Weight Training Questions - Rest and Recovery
For Muscle Growth
Weight Training Question:
have read that muscle needs time to rest after each workout. Many
articles say that muscle tissue needs 24-48 hours rest? I have been
thinking about it and if your body only gets rest when you are sleeping,
how can you get a complete 24-48 hour window of recovery when most
people are doing active things every day like housework, running
errands, walking the dog, etc.?
Weight Training Answer:
The word "rest" for recovery basically means doing
as little as possible (cut down on any strenuous activities) after
your workouts. This basically means to avoid overdoing it with a
labor intensive job (construction work, coal mining, etc) or any
other form of very intense activity. For anyone who lifts weights
and has a labor intensive job, they will need much more time to
recover since their body is working hard all day long. For others
with desk jobs, they will be able to get enough rest unless they
go home after work and decide to re-roof the house.
If you try and limit your physical exertion throughout most of
the day (post-workout), then you should be able to rest and recover
fine (24-48 hours between muscle groups).
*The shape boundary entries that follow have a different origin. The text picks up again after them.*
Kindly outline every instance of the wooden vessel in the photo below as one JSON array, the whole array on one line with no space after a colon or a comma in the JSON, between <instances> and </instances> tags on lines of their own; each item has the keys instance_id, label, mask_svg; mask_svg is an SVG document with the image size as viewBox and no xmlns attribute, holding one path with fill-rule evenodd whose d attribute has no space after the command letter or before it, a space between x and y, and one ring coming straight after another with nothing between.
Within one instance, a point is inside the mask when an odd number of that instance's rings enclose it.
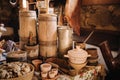
<instances>
[{"instance_id":1,"label":"wooden vessel","mask_svg":"<svg viewBox=\"0 0 120 80\"><path fill-rule=\"evenodd\" d=\"M30 34L32 34L32 41L36 43L36 12L20 11L19 21L20 48L24 49L24 45L27 44Z\"/></svg>"},{"instance_id":2,"label":"wooden vessel","mask_svg":"<svg viewBox=\"0 0 120 80\"><path fill-rule=\"evenodd\" d=\"M55 57L57 54L57 16L55 14L40 14L38 37L40 55Z\"/></svg>"}]
</instances>

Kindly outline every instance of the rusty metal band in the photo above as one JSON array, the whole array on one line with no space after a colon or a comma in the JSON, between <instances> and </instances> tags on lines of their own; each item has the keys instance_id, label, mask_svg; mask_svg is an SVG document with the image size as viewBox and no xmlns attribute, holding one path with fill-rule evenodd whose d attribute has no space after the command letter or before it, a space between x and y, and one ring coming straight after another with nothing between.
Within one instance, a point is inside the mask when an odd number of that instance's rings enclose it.
<instances>
[{"instance_id":1,"label":"rusty metal band","mask_svg":"<svg viewBox=\"0 0 120 80\"><path fill-rule=\"evenodd\" d=\"M55 45L57 45L57 40L55 40L55 41L40 41L39 44L42 46L55 46Z\"/></svg>"}]
</instances>

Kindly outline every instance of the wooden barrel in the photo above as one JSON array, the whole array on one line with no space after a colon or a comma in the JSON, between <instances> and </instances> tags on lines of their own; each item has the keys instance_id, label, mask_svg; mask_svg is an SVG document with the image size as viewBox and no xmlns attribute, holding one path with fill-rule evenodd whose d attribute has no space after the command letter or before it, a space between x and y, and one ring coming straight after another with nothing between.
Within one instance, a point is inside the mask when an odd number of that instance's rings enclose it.
<instances>
[{"instance_id":1,"label":"wooden barrel","mask_svg":"<svg viewBox=\"0 0 120 80\"><path fill-rule=\"evenodd\" d=\"M69 26L58 27L58 56L64 58L68 50L72 49L73 29Z\"/></svg>"},{"instance_id":2,"label":"wooden barrel","mask_svg":"<svg viewBox=\"0 0 120 80\"><path fill-rule=\"evenodd\" d=\"M38 37L40 55L56 57L57 53L57 16L55 14L40 14Z\"/></svg>"},{"instance_id":3,"label":"wooden barrel","mask_svg":"<svg viewBox=\"0 0 120 80\"><path fill-rule=\"evenodd\" d=\"M19 22L20 48L24 49L24 45L28 43L30 33L32 33L32 41L36 43L36 12L20 11Z\"/></svg>"}]
</instances>

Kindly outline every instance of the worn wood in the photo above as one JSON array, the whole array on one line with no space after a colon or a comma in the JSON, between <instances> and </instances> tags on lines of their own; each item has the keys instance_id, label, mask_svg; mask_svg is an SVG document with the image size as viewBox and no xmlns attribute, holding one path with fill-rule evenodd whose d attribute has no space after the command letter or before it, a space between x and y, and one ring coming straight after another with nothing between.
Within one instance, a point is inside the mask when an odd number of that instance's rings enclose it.
<instances>
[{"instance_id":1,"label":"worn wood","mask_svg":"<svg viewBox=\"0 0 120 80\"><path fill-rule=\"evenodd\" d=\"M120 4L120 0L82 0L82 5Z\"/></svg>"},{"instance_id":2,"label":"worn wood","mask_svg":"<svg viewBox=\"0 0 120 80\"><path fill-rule=\"evenodd\" d=\"M32 41L36 43L36 12L20 11L19 22L20 48L23 48L24 44L27 44L30 33L32 33Z\"/></svg>"},{"instance_id":3,"label":"worn wood","mask_svg":"<svg viewBox=\"0 0 120 80\"><path fill-rule=\"evenodd\" d=\"M40 55L55 57L57 52L57 16L54 14L40 14L38 37Z\"/></svg>"}]
</instances>

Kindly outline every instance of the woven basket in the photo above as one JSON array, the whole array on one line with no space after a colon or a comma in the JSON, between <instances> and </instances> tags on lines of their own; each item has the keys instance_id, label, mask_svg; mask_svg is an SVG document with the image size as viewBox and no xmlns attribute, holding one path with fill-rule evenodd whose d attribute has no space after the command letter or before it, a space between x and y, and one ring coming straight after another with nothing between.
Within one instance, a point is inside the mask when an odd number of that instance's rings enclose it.
<instances>
[{"instance_id":1,"label":"woven basket","mask_svg":"<svg viewBox=\"0 0 120 80\"><path fill-rule=\"evenodd\" d=\"M0 79L0 80L32 80L33 78L33 73L34 73L34 66L32 64L29 64L30 68L31 68L31 72L20 76L20 77L16 77L16 78L10 78L10 79Z\"/></svg>"}]
</instances>

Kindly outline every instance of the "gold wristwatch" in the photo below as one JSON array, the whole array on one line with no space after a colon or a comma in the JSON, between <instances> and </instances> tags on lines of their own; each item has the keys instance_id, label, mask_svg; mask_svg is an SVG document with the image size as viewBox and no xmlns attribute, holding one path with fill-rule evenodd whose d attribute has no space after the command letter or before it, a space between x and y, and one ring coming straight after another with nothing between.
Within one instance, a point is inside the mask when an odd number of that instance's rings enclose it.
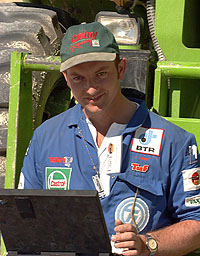
<instances>
[{"instance_id":1,"label":"gold wristwatch","mask_svg":"<svg viewBox=\"0 0 200 256\"><path fill-rule=\"evenodd\" d=\"M145 234L145 237L146 237L146 246L150 251L149 256L154 256L158 250L158 244L155 238L153 238L149 234Z\"/></svg>"}]
</instances>

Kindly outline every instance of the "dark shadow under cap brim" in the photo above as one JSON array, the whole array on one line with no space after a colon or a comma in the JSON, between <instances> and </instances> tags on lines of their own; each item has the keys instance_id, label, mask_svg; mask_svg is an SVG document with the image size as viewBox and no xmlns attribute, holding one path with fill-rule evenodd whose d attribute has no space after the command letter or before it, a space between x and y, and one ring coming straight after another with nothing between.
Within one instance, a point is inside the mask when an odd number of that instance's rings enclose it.
<instances>
[{"instance_id":1,"label":"dark shadow under cap brim","mask_svg":"<svg viewBox=\"0 0 200 256\"><path fill-rule=\"evenodd\" d=\"M60 72L64 72L73 66L89 61L114 61L115 59L116 53L110 52L90 52L79 54L61 63Z\"/></svg>"}]
</instances>

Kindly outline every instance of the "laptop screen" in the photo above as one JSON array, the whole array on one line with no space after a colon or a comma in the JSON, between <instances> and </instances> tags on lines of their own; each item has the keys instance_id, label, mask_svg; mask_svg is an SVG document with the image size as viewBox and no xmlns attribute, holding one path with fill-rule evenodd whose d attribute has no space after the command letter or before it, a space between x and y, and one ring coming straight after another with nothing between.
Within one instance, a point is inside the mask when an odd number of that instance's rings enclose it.
<instances>
[{"instance_id":1,"label":"laptop screen","mask_svg":"<svg viewBox=\"0 0 200 256\"><path fill-rule=\"evenodd\" d=\"M96 191L1 189L0 230L19 254L111 252Z\"/></svg>"}]
</instances>

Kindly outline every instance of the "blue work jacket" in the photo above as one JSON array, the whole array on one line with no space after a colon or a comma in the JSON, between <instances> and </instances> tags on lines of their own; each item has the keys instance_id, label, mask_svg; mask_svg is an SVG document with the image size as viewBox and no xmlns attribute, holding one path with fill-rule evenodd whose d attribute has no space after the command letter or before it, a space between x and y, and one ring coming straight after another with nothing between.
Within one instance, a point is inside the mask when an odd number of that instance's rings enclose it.
<instances>
[{"instance_id":1,"label":"blue work jacket","mask_svg":"<svg viewBox=\"0 0 200 256\"><path fill-rule=\"evenodd\" d=\"M115 219L134 219L140 233L200 220L194 135L152 113L144 102L122 135L121 173L111 175L110 194L101 199L109 235L114 234ZM97 149L79 104L44 122L35 130L24 159L24 188L94 190L96 171L85 143L98 168Z\"/></svg>"}]
</instances>

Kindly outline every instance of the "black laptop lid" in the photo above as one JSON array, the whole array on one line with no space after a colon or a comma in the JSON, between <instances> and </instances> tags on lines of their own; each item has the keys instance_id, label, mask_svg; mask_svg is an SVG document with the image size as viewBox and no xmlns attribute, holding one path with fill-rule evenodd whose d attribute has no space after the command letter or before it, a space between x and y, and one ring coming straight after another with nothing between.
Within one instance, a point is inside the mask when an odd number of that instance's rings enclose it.
<instances>
[{"instance_id":1,"label":"black laptop lid","mask_svg":"<svg viewBox=\"0 0 200 256\"><path fill-rule=\"evenodd\" d=\"M111 251L96 191L1 189L0 229L19 254Z\"/></svg>"}]
</instances>

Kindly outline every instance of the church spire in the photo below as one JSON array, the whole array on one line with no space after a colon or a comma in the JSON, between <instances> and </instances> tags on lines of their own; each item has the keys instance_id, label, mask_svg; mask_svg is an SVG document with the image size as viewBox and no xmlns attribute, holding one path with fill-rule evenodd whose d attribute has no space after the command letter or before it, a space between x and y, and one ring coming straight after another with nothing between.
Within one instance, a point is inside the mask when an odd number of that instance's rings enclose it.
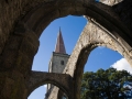
<instances>
[{"instance_id":1,"label":"church spire","mask_svg":"<svg viewBox=\"0 0 132 99\"><path fill-rule=\"evenodd\" d=\"M59 32L58 32L58 35L57 35L57 43L56 43L56 46L55 46L55 52L66 54L61 28L59 28Z\"/></svg>"}]
</instances>

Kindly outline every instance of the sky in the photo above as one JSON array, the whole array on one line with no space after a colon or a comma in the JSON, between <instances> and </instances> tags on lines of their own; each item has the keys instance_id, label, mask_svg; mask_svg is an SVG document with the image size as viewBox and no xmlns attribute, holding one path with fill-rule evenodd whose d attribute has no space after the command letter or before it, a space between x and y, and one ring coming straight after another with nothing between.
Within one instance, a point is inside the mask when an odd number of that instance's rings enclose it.
<instances>
[{"instance_id":1,"label":"sky","mask_svg":"<svg viewBox=\"0 0 132 99\"><path fill-rule=\"evenodd\" d=\"M32 70L47 72L51 55L55 50L59 28L62 30L66 53L70 55L86 23L87 20L84 16L73 15L53 21L40 37L40 47L37 54L34 56ZM109 67L114 67L118 70L125 69L132 73L132 68L125 58L118 52L103 46L99 46L90 53L84 70L97 72L99 68L108 69ZM46 86L41 86L36 88L28 99L44 99L45 92Z\"/></svg>"}]
</instances>

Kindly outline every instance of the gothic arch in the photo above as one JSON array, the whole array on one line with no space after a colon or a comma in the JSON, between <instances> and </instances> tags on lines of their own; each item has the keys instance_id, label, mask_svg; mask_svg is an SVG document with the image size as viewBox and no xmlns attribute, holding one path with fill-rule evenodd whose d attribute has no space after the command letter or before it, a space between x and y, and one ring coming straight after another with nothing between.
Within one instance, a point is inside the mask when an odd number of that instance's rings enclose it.
<instances>
[{"instance_id":1,"label":"gothic arch","mask_svg":"<svg viewBox=\"0 0 132 99\"><path fill-rule=\"evenodd\" d=\"M78 99L80 95L79 88L84 73L84 66L90 52L97 46L106 46L119 52L132 65L131 52L129 52L129 50L123 45L123 41L120 41L120 36L117 38L114 35L110 35L107 30L100 28L100 25L96 24L95 21L89 20L64 70L64 73L69 74L72 77L74 77L74 94L76 94L76 99Z\"/></svg>"},{"instance_id":2,"label":"gothic arch","mask_svg":"<svg viewBox=\"0 0 132 99\"><path fill-rule=\"evenodd\" d=\"M96 20L108 30L110 35L113 35L118 40L119 44L122 46L121 48L125 50L127 53L124 54L124 57L130 58L132 51L132 14L131 9L129 10L129 8L131 8L131 0L124 0L114 7L97 3L95 0L1 0L0 70L1 75L6 75L4 78L1 78L3 81L1 86L6 87L2 87L1 89L4 89L6 91L8 90L7 86L15 85L18 82L18 85L14 86L18 89L16 92L22 95L22 92L19 91L19 88L22 88L22 90L26 92L24 90L24 81L26 81L26 79L24 78L30 78L31 76L31 66L40 45L38 37L42 31L53 20L68 14L88 15ZM123 12L127 15L122 15ZM91 45L95 44L98 45L100 43L95 43L92 41ZM81 46L80 44L79 47L82 50L84 45ZM80 51L77 51L74 54L78 55ZM79 56L81 55L82 54L80 53ZM76 59L77 57L73 58ZM74 63L76 61L74 61ZM70 69L65 70L73 77L75 77L74 72L75 74L77 72L75 70L77 68L74 63L70 64L72 67L67 66L67 68ZM10 76L10 74L12 75ZM4 80L7 84L4 84ZM79 80L79 78L76 78L75 80ZM19 85L20 81L23 82L22 86ZM18 99L16 94L13 94L13 99ZM9 96L10 95L11 92ZM2 97L4 98L7 95L3 94ZM22 97L25 97L24 94ZM75 99L77 98L75 97Z\"/></svg>"},{"instance_id":3,"label":"gothic arch","mask_svg":"<svg viewBox=\"0 0 132 99\"><path fill-rule=\"evenodd\" d=\"M30 78L26 81L28 96L36 89L37 87L53 84L63 90L69 99L73 99L70 92L73 91L73 79L67 74L54 74L54 73L42 73L42 72L32 72Z\"/></svg>"}]
</instances>

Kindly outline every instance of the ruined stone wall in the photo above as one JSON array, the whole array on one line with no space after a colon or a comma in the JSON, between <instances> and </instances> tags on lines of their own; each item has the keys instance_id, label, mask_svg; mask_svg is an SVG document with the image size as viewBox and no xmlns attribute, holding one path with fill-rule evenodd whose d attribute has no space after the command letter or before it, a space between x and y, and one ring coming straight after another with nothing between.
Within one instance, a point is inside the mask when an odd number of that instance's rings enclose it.
<instances>
[{"instance_id":1,"label":"ruined stone wall","mask_svg":"<svg viewBox=\"0 0 132 99\"><path fill-rule=\"evenodd\" d=\"M95 2L95 0L0 0L0 98L26 99L26 80L31 76L33 57L40 45L38 37L50 22L68 14L88 15L96 20L97 23L108 30L106 33L113 35L121 45L121 48L111 48L121 53L124 52L122 55L130 62L132 51L131 7L132 0L123 0L112 7ZM95 26L91 25L91 28ZM94 34L90 36L95 36L94 40L97 41L98 38ZM103 34L103 36L107 35ZM77 89L79 89L77 84L81 78L79 76L81 73L76 70L79 69L76 66L84 66L87 59L87 56L84 55L88 55L89 52L86 50L89 46L86 44L90 43L87 41L88 38L92 40L86 35L80 36L76 46L78 50L75 50L76 52L72 56L74 59L68 63L65 69L66 74L74 77ZM101 36L99 38L100 41L103 40ZM116 44L111 43L112 40L109 42L102 41L96 42L96 44L92 41L89 48L91 50L99 44L107 46ZM79 58L81 56L84 56L84 62ZM78 75L76 75L77 73ZM78 95L75 90L74 96L76 94ZM75 99L77 98L75 97Z\"/></svg>"}]
</instances>

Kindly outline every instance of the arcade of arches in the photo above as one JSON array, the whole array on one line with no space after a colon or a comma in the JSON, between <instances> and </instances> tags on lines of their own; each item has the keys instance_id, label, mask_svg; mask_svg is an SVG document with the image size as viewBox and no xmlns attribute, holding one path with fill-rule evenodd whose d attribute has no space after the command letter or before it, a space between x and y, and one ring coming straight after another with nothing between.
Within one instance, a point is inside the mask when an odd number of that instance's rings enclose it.
<instances>
[{"instance_id":1,"label":"arcade of arches","mask_svg":"<svg viewBox=\"0 0 132 99\"><path fill-rule=\"evenodd\" d=\"M36 87L51 82L68 99L79 99L84 65L91 50L103 45L132 65L132 0L1 0L0 97L26 99ZM38 37L53 20L85 15L85 26L64 74L32 72ZM55 98L54 98L55 99Z\"/></svg>"}]
</instances>

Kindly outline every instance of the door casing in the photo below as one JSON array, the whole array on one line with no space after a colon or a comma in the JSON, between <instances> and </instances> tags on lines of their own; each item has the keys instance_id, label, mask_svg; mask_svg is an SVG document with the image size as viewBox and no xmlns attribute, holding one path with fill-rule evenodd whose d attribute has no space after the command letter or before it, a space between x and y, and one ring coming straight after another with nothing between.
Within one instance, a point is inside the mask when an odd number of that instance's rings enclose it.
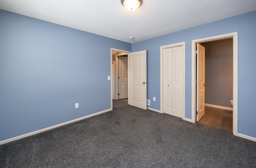
<instances>
[{"instance_id":1,"label":"door casing","mask_svg":"<svg viewBox=\"0 0 256 168\"><path fill-rule=\"evenodd\" d=\"M182 42L180 43L175 43L172 44L169 44L166 45L164 45L160 47L160 97L161 98L160 99L160 113L163 113L163 109L164 109L164 73L163 73L163 50L166 48L174 47L178 47L180 46L183 46L183 111L182 111L182 119L183 120L185 120L185 49L186 49L186 46L185 46L185 42Z\"/></svg>"},{"instance_id":2,"label":"door casing","mask_svg":"<svg viewBox=\"0 0 256 168\"><path fill-rule=\"evenodd\" d=\"M127 59L128 59L128 53L123 53L119 54L116 55L116 99L119 99L119 96L118 95L118 93L119 93L119 80L118 80L118 77L119 74L119 65L118 62L118 57L121 56L127 55ZM128 69L127 69L128 71Z\"/></svg>"},{"instance_id":3,"label":"door casing","mask_svg":"<svg viewBox=\"0 0 256 168\"><path fill-rule=\"evenodd\" d=\"M238 32L235 32L218 36L192 40L192 114L191 120L186 119L185 120L195 123L196 120L196 48L197 43L209 42L233 38L233 134L238 136Z\"/></svg>"}]
</instances>

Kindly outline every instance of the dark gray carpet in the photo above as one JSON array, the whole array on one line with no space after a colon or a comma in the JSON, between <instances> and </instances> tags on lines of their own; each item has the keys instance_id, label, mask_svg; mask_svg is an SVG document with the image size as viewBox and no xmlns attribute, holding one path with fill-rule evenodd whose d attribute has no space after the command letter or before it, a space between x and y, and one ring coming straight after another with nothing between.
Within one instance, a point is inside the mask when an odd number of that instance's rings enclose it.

For optimal results, you
should focus on at least 48 hours of recovery before training the
same muscle group again. Many people incorporate a "split routine"
into their workout plan. A common routine is a "5 day split"
where they will train a specific muscle group each day and only
actually work that muscle group once per week. Here is an example
of a 5 day split routine:
- Monday: Chest and Abs
- Tuesday: Back
- Wednesday: Legs and Calves
- Thursday: Shoulders and Abs
- Friday: Arms (Biceps and Triceps)
you can see with this routine, the individual is only working each
muscle group once per week (except for abs) which is allowing maximum
rest and recovery for their muscle tissues to grow from intense
workouts. The key here is the word intense. If you truly hit your
muscles hard and heavy with compound mass building exercises, you
will need to allow your body this amount of time (1 week) in order
to properly recovery and allow repair and growth to take place.
Abs and calves are smaller muscle groups that can be trained a little
more often (2-3 days per week) since they are smaller muscle groups
that get exercised very often (calves while walking all day and
abs as core stabilizers), but you still want to allow at least 24
hours of full rest and recovery between workouts with these two
muscle groups also for optimal growth.
Obviously sleep is the crucial time where you release growth hormone
and really let the rebuilding take effect, so make sure to get at
least 8 hours of sleep to maximize this recovery time so your muscles
can repair themselves and grow. The quality of sleep is also crucial
since if you're not actually in deep sleep throughout the entire
night, it will be difficult to truly rest and recover. The important
things to consider when preparing for a full night of quality sleep
- Black out your bedroom. Make sure your bedroom is in
complete darkness since any light can affect the quality of your
sleep. Even the smallest amount of light in your bedroom can disrupt
your internal clock and your pineal gland's production of melatonin
- Keep it cold. Your bedroom should be on the colder side
with the temperature being no higher than 70 degrees (Fahrenheit).
After you fall asleep, you body's internal temperature actually
drops to its lowest level, so it's always advantageous to keep
your bedroom temp at approximately 60-68 degrees for the ideal
sleep temperature so you can mimic your body's own natural temperature
drop and have a deep, quality level of sleep in order to allow
your muscles to recover and grow.
- Shut down the TV. Any stimulus can affect your quality
of sleep, so make sure to shut off your favorite TV show a few
hours before going to sleep. Your bedroom should be 100% quiet
and avoid any external noises as best you can (washing machine,
- Avoid coffee and stimulants. The last thing you want
to do is chug down a large cup of coffee before going to bed since
the caffeine will not only give you a jolt and keep you up but
it also spikes your cortisol levels which are your body's stress
hormone and can affect the release of body fat as you sleep. Make
sure to limit all stimulants (caffeine, coffee, energy drinks,
chocolate, etc.) several hours before going to sleep and it's
also smart to go to sleep on an empty stomach, so try and avoid
eating any foods about 2-3 hours before hitting the sack.
By incorporating these different aspects into your workout routine,
you can set yourself up to maximize the crucial rest and recovery
phase after your intense weight training sessions, which will allow
you to avoid any serious issues with overtraining down the road.